Er sprach kürzlich mit einem Mann in Uganda, der ihn schockierte, indem er sagte, er sei dankbar, dass er AIDS habe. Durch seine Krankheit und durch die Unterstützung von Franklins Missionaren fand der Mann eine Beziehung zu Christus. „Das hat mir noch nie jemand gesagt“, sagt Franklin. „Es machte mich so dankbar für unser Team von Männern und Frauen, die Liebe und Mitgefühl für ihn zeigten.“

Als Franklin in seine Rolle als Evangelist gereift ist, ist es üblich, dass Menschen ihn mit seinem Vater vergleichen. Aber sie sind getrennte Individuen mit sehr unterschiedlichen Stilen. „Es gibt nur einen Billy Graham“, sagt er. „Es wird nie wieder einen Billy Graham geben. Mein Vater und ich sind sehr verschieden, aber das Evangelium, das wir predigen, ist dasselbe.“

Franklin ist nicht das einzige Enkelkind, das in die Fußstapfen seines Vaters tritt; Viele seiner nahen Familienmitglieder sind an seiner Arbeit beteiligt. Alle seine Geschwister, einschließlich der Schwestern Anne, Ruth und Virginia, und sein jüngerer Bruder Nelson haben in der Vergangenheit die Organisationen der Familie betrieben.
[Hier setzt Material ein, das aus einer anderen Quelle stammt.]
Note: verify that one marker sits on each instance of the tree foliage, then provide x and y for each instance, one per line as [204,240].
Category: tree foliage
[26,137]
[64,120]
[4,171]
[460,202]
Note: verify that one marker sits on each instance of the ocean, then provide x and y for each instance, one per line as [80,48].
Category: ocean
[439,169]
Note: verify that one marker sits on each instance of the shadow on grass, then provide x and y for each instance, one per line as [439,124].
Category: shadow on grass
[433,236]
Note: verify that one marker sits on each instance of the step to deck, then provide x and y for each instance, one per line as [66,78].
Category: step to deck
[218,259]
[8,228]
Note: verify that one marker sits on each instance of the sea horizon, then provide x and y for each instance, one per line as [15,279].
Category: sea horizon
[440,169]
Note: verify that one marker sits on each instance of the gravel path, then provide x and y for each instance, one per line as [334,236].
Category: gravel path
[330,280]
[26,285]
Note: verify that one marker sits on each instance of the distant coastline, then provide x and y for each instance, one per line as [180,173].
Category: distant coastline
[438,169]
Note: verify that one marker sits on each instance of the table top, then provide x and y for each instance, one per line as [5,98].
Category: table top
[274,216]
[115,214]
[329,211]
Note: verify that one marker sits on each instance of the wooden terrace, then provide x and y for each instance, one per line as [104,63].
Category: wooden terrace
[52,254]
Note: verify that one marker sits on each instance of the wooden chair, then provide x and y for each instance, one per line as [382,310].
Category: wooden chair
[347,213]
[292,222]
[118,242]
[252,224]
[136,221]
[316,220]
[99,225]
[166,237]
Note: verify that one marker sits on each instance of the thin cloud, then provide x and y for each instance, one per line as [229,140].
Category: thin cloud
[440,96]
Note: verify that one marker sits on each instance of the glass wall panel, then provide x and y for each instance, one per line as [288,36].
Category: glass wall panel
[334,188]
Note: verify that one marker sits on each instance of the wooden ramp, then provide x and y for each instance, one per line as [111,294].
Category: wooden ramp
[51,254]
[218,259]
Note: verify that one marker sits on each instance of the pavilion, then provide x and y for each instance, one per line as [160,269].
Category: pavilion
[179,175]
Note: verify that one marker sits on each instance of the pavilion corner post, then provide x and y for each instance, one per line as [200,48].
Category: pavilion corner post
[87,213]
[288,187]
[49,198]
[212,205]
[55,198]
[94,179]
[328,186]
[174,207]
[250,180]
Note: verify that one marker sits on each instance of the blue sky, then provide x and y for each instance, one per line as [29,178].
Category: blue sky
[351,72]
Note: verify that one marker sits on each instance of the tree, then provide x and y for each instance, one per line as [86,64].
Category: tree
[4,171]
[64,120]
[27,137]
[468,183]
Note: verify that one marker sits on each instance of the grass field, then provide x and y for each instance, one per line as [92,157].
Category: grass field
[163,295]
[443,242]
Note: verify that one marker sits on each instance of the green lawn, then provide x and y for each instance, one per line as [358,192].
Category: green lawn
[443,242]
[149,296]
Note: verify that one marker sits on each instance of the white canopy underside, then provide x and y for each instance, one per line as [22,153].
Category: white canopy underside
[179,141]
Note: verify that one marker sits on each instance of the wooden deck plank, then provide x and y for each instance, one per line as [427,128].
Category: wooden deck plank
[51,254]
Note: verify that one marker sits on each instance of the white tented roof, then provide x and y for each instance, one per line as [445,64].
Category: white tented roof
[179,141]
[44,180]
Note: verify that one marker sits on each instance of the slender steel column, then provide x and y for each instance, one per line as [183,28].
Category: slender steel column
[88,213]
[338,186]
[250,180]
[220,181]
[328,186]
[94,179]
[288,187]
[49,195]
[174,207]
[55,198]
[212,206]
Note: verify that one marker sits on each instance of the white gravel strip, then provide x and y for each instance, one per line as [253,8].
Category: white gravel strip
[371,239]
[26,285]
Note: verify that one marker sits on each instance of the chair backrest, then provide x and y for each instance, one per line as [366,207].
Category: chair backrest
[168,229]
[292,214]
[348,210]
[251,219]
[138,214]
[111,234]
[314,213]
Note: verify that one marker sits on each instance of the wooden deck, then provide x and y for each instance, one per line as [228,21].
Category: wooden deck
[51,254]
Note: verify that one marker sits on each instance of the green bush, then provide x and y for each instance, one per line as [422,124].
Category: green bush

Und Franklins zwei älteste Söhne, Will und Roy, haben sich ebenfalls dafür entschieden, im Ministerium zu dienen.

Dieses Jahr war eine Zeit bedeutender persönlicher Sorge, Feier, und Trauer um Franklin. Im März erlitt sein jüngster Sohn, der 27-jährige Edward, im Irak Schrapnellwunden. Dann, im Mai 31, Franklin war neben seinem Vater, wer dreht sich um 89 im November, als er eine große Menschenmenge und drei ehemalige Präsidenten begrüßte, um die Billy Graham Library in Charlotte offiziell zu weihen. Auf diese wunderbare Familienfeier folgte Trauer, als Franklins Mutter nur wenige Wochen später im Alter von 87 Jahren starb.

Heute ist Billy Graham bei sinkender Gesundheit und führt seine berühmten Erweckungen nicht mehr durch. Stattdessen hat Franklin diese Rolle übernommen. Er nannte die Kreuzzüge „Feste“, und allein in diesem Jahr hat er Hunderttausenden von Menschen gepredigt, sowohl in den USA als auch an internationalen Orten wie Panama, der Ukraine, Ecuador und Korea.